Joe Biden, the presumptive Democratic US Presidential nominee, and his new running mate Kamala Harris held their first campaign event together in Delaware.
Biden named Harris as his vice presidential pick yesterday, making the California senator the first Black and South Asian American woman to run on a major political party's presidential ticket.
The candidates wore masks and maintained physical distance during their speeches.
Harris, ahead of Democratic Convention next week, urged Americans to vote. "We need a mandate that proves that the past few years do not represent who we are or who we aspire to be," she said.
During her speech, she discussed the importance of family in her life and alluded to her Jamaican-Indian roots, talking about how her parents met while protesting for civil rights in Oakland in the 1960s.
"My mother and father, they came from opposite sides of the world to arrive in America. One from India and the other from Jamaica in search of a world-class education. But what brought them together was the civil rights movement of the 1960s. And that's how they met as students in the streets of Oakland marching and shouting for this thing called justice in a struggle that continues today," she said.
The California senator said her parents would bring her to protests as a little girl "strapped tightly in my stroller".
Harris also zeroed in on President Trump when discussing why the US leads the world with the most Covid-19 infections.

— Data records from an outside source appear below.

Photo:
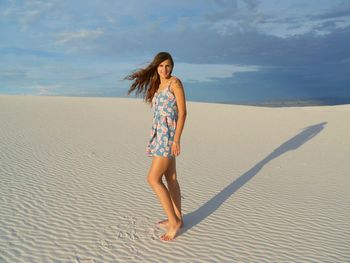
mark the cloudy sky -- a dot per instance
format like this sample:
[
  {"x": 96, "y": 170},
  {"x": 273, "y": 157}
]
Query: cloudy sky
[{"x": 224, "y": 50}]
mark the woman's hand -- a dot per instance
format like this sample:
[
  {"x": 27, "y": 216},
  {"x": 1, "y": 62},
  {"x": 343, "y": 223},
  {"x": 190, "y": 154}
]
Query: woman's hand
[{"x": 175, "y": 149}]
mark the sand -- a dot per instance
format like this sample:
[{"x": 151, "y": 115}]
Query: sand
[{"x": 258, "y": 184}]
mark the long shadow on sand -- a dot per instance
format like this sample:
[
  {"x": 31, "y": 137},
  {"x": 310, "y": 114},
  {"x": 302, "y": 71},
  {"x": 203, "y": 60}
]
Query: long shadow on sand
[{"x": 195, "y": 217}]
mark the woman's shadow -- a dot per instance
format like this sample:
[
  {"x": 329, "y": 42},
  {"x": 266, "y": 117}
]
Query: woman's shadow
[{"x": 195, "y": 217}]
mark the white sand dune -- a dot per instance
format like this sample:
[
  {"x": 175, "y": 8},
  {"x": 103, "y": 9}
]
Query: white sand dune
[{"x": 258, "y": 184}]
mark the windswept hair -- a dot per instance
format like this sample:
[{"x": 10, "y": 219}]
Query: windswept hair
[{"x": 146, "y": 81}]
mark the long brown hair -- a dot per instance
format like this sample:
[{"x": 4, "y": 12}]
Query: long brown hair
[{"x": 146, "y": 80}]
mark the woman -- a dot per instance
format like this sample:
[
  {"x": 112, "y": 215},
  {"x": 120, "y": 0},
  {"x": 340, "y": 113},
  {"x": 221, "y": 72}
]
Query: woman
[{"x": 166, "y": 94}]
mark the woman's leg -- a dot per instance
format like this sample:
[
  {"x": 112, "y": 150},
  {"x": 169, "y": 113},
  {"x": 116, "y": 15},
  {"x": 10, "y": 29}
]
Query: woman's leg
[
  {"x": 158, "y": 168},
  {"x": 174, "y": 190}
]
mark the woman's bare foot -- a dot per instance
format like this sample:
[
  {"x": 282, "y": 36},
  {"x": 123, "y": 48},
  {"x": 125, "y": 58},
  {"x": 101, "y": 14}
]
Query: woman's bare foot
[
  {"x": 165, "y": 224},
  {"x": 172, "y": 231}
]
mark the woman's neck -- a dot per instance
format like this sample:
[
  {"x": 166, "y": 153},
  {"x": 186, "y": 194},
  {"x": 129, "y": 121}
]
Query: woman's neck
[{"x": 164, "y": 80}]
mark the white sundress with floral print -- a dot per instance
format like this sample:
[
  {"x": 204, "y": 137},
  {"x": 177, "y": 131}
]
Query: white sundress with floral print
[{"x": 164, "y": 123}]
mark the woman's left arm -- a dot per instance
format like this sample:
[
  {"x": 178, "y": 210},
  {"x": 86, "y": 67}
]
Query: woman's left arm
[{"x": 182, "y": 112}]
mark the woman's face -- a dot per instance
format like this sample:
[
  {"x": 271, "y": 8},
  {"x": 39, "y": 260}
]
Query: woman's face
[{"x": 164, "y": 69}]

"His refusal to get testing up and running, his flip-flopping on social distancing and wearing masks. His delusional belief that he knows better than the experts. All of that is reason and the reason that an American dies of Covid-19 every 80 seconds," Harris said regarding Trump.

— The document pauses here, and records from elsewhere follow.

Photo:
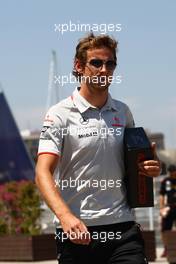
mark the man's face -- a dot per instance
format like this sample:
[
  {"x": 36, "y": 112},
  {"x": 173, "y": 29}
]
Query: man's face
[{"x": 99, "y": 68}]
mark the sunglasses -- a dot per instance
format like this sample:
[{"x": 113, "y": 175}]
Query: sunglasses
[{"x": 98, "y": 63}]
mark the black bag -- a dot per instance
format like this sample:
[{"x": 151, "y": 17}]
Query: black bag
[{"x": 137, "y": 148}]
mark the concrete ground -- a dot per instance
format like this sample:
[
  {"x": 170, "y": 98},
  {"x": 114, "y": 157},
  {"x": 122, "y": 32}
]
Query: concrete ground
[{"x": 158, "y": 260}]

She claimed Trump "inherited the longest economic expansion in history from Barack Obama and Joe Biden" and "ran it straight into the ground."

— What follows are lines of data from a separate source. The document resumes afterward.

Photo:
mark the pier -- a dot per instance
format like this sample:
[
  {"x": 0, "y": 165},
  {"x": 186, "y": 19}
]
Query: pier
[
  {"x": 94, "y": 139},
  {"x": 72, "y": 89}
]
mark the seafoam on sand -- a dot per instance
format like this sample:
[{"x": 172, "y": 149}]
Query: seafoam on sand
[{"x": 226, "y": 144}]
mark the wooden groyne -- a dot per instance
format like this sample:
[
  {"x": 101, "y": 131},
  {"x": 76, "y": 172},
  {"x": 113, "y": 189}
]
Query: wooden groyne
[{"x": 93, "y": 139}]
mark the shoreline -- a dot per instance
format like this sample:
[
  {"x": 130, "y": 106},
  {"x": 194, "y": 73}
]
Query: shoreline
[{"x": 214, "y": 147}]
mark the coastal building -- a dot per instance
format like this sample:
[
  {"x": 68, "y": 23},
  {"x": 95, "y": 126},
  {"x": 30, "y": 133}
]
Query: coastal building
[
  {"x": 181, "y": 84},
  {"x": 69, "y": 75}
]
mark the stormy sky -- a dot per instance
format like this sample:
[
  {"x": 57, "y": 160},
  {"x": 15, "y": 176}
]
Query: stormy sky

"Because of Trump's failures of leadership our economy has taken one of the biggest hits out of all the major industrialised nations with an unemployment rate that has tripled as of today," the senator from California said.
Biden called Harris "the right person" for the role of vice president and said her story is "America's story". He described Harris as "a child of immigrants" who "knows personally how immigrant families enrich our country as well as the challenges of what it means to grow up Black and Indian-American in the United States of America".